Ulewne deszcze robią swoje. Jest mnóstwo podtopień i zalań domów. Ulice stają się całkowicie nieprzejezdne. W Częstochowie są niemal całe osiedla, gdzie sytuacja jest tragiczna. Tak jest na Stradomiu. Jednak mieszkańcy tych ulic twierdzą , że to brak działań miasta jest tu główną przyczyną tej sytuacji.
A dlaczego? – Dlatego, że całe nasze ulice, jak Gerwazego, Podkomorzego oraz Protazego i Rejtana od kilkunastu lat są pozbawione jakichkolwiek prac remontowo-budowlanych. Ich stan jest na poziomie średniowiecza. Ze swej strony monitujemy, piszemy, prosimy, ale władze miasta są głuche na nasze prośby. Od lat otrzymujemy odpowiedzi, które są kopiami z lat poprzednich tylko ze zmienioną datą. To jest skandaliczne, bo czujemy się całkowicie wykluczeni, jakbyśmy nie byli mieszkańcami Częstochowy – mówi Rafał Terszak, który z konsekwentnym uporem walczy o ucywilizowanie bytu mieszkańców wspomnianych ulic.
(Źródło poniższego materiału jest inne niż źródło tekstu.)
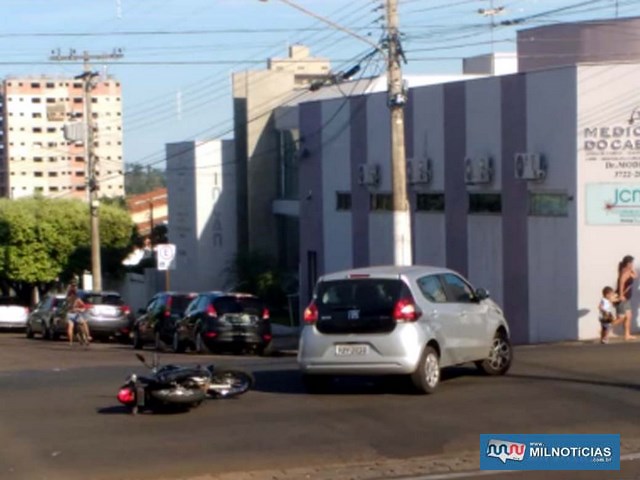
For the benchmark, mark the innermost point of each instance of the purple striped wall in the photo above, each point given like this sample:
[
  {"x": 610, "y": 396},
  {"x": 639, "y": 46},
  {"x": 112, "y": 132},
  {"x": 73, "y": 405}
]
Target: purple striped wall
[
  {"x": 457, "y": 201},
  {"x": 359, "y": 195},
  {"x": 514, "y": 208},
  {"x": 310, "y": 175}
]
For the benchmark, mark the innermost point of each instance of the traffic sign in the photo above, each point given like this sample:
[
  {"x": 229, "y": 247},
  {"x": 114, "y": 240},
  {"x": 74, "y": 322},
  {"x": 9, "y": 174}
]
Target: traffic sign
[{"x": 166, "y": 254}]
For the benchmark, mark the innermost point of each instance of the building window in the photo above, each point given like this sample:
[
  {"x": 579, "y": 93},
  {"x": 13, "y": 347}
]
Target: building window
[
  {"x": 343, "y": 201},
  {"x": 430, "y": 202},
  {"x": 381, "y": 202},
  {"x": 548, "y": 204},
  {"x": 485, "y": 203}
]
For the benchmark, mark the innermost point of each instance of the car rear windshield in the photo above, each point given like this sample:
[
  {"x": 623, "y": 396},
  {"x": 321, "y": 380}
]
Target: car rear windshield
[
  {"x": 102, "y": 299},
  {"x": 250, "y": 305},
  {"x": 358, "y": 306},
  {"x": 179, "y": 303}
]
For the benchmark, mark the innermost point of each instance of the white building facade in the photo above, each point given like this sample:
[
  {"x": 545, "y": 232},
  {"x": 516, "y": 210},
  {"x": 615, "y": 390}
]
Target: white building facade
[
  {"x": 527, "y": 183},
  {"x": 201, "y": 184}
]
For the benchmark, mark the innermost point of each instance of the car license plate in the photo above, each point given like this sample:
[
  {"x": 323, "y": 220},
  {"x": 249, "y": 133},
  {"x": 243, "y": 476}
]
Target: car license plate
[{"x": 351, "y": 350}]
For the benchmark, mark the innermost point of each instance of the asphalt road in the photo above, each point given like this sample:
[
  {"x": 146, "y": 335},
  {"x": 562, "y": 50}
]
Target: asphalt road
[{"x": 59, "y": 418}]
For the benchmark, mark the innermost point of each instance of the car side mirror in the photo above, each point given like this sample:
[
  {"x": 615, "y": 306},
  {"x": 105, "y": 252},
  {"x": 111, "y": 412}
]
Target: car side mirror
[{"x": 482, "y": 294}]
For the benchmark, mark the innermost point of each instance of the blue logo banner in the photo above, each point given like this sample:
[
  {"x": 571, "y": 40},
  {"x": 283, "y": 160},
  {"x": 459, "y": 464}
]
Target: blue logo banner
[{"x": 549, "y": 452}]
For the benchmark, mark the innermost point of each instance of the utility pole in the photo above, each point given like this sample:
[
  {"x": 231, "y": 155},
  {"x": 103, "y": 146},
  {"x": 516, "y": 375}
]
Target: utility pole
[
  {"x": 402, "y": 251},
  {"x": 87, "y": 78}
]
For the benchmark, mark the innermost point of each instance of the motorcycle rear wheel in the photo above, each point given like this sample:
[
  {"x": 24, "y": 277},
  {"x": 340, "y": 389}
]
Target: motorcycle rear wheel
[{"x": 237, "y": 382}]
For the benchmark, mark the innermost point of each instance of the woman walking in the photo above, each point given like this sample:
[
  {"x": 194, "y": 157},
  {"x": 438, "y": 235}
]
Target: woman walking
[{"x": 626, "y": 276}]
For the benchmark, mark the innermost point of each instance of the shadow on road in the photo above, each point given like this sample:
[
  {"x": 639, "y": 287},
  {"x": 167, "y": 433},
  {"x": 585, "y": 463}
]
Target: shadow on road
[
  {"x": 546, "y": 378},
  {"x": 289, "y": 381}
]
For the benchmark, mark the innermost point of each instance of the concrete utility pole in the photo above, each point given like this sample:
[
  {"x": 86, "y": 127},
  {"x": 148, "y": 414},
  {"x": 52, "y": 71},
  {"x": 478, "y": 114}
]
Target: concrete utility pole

Jak dodaje, właśnie zaświeciła nadzieja, bowiem przewodnicząca Rady Dzielnicy Stradom Mariola Pawłowska-Rak poinformowała go o chęci spotkania w sprawie ulic zaniedbanych przez miast ulic. – Jeśli nic nie się nie zmieni i nadal problemy mieszkańców ulic Gerwazego, Podkomorzego, Protazego i Rejenta będą ignorowane, to poinformujemy o planach potencjalnego protestu, bo ileż można pisać i prosić
. Zapraszamy wszystkich na na spotkanie piątek, 26 czerwca o godz. 16.30 na skrzyżowanie ulic Gerwazego i Podkomorzego – mówi Rafał Terszak.